Cerria’s husband abandoned her when she was seven months pregnant.
Part of her was glad he was finally out of her life. He’d threatened her with a knife. But because he worked to put a roof over their heads, without his support, she knew she’d struggle to survive on her own.
Because of the high cost of daycare, she couldn’t find gainful employment. So she and her girl ended up sleeping in the park. Although Cerria didn’t get much rest. “It was so scary,” she remembers.

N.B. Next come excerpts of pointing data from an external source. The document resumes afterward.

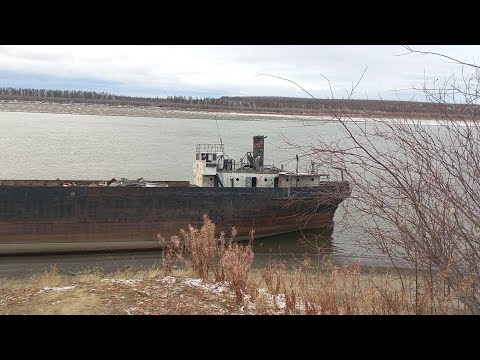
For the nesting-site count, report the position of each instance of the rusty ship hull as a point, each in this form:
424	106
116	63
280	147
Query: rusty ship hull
41	216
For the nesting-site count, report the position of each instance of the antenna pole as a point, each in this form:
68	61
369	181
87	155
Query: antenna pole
221	143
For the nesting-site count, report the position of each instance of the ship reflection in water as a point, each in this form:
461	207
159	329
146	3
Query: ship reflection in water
292	248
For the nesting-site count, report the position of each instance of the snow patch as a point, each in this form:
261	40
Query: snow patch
124	281
169	280
216	287
56	289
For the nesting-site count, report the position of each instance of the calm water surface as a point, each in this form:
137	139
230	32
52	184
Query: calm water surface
50	146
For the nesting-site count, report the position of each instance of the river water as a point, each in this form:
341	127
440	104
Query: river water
67	146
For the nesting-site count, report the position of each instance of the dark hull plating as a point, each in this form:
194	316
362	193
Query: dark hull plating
39	218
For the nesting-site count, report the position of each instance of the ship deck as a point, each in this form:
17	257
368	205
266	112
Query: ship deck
80	183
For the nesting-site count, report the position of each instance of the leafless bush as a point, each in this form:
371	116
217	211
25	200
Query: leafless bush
204	249
171	253
235	263
416	189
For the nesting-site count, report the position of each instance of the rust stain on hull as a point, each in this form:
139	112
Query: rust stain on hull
40	218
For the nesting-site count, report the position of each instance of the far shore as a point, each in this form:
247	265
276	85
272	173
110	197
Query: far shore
181	113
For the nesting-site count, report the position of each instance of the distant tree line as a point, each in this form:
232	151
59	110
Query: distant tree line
246	103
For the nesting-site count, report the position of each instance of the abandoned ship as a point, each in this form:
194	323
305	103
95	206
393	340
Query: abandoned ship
47	216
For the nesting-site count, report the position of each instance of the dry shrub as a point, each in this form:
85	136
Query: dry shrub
171	252
204	249
49	278
235	263
274	276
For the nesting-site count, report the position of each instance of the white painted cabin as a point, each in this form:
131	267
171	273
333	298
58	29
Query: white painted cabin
212	168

What little sleep she got was from riding city buses all day, starting at 4 a.m.
A Desperate Cry for Help
Many days, she would kick herself for getting into this predicament. “Why did I ever decide to have a baby with this man?” she would ask herself. But soon the hurt, loneliness and feelings of abandonment turned into a desperate plea to God.
“Why doesn’t anybody love us enough to help us?” her spirit cried out.
It was a counselor at another shelter who told Cerria, “You need to get out of here. This is no place for a baby.” That’s when she came to Metropolitan Ministries — the day before Thanksgiving — and found the miracle she had been praying for.
“I was so thankful,” she remembers. “All I could do was cry when I sat down to that first meal.”
Finally, Cerria and her daughter were someplace where they felt safe. Where they had a room of their own. And counselors who could help her begin to rebuild her shattered life.
Moving Full Speed Ahead
“It was like I was able to hit the reset button on my life,” she thought.
With the roadblocks in her life now removed, Cerria is working hard to finish her GED, then wants to continue her education at a technical school where she hopes to one day work as a medical technician.
What has last year taught her?
“I’ve learned that God will never leave your side, even in the dark places,” she says. “He brought me to Metropolitan Ministries when I was at the end of my rope and didn’t know what else to do. I prayed and prayed and He opened the doors. I’m grateful for that.”
To others, her advice is simple: “Never give up,” she says simply. “When you’re already at the bottom, there’s nowhere to go but up.”